The meal kit industry may be less than a decade old, but it has already been through some tremendous ups and downs over the course of its short life. As industry expert Cara Brosius comments in a recent article on FoodNavigator-USA, the story of meal kits and American consumers has been a “whirlwind romance”: fast-moving and full of potential at the beginning, but with the excitement slowly fading as time goes on. Read on for a look at how meal kits got to where they are today, and what the future might hold for this continually evolving industry.
What is a meal kit, anyway?
For those who haven’t been following the meal kit phenomenon, a meal kit is exactly what its name implies: a box of perfectly portioned (and in some cases pre-prepared) meal ingredients that is delivered directly to the consumer along with recipes and easy-to-follow instructions. Essentially a fresher, more hands-on, and more “foodie-oriented” version of that old standby, the TV dinner, meal kits target busy consumers who don’t want to put too much effort into getting supper ready, but still want something that’s a step closer to home cooking than fully prepared convenience meals.

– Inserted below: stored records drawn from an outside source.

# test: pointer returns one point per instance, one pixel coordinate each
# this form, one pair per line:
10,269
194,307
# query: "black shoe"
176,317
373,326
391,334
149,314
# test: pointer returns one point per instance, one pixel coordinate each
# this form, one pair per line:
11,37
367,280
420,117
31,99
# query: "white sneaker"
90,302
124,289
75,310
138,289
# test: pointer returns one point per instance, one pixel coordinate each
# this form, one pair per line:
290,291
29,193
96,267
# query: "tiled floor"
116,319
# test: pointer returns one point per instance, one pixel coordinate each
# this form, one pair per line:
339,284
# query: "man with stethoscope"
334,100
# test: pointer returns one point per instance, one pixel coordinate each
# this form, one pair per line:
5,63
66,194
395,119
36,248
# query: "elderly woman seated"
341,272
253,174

The early days of meal kits
While the idea of ready-to-eat food is nothing new, the American meal kit industry’s ready-to-prepare approach really only dates back to the beginning of the decade. The year 2010 saw Gobble’s meal kit take its first steps; 2012 introduced Hello Fresh, Plated, and Blue Apron to the US market; and Home Chef launched in 2013. By 2016, it was estimated that there were more than 150 meal kit delivery services operating in the US.
For the first few years, the industry boomed as food-tech venture capitalists made major investments in meal tech companies. In 2015, meal kit delivery services generated over $1 billion in sales. By 2017, the market was valued at roughly $4.65 billion.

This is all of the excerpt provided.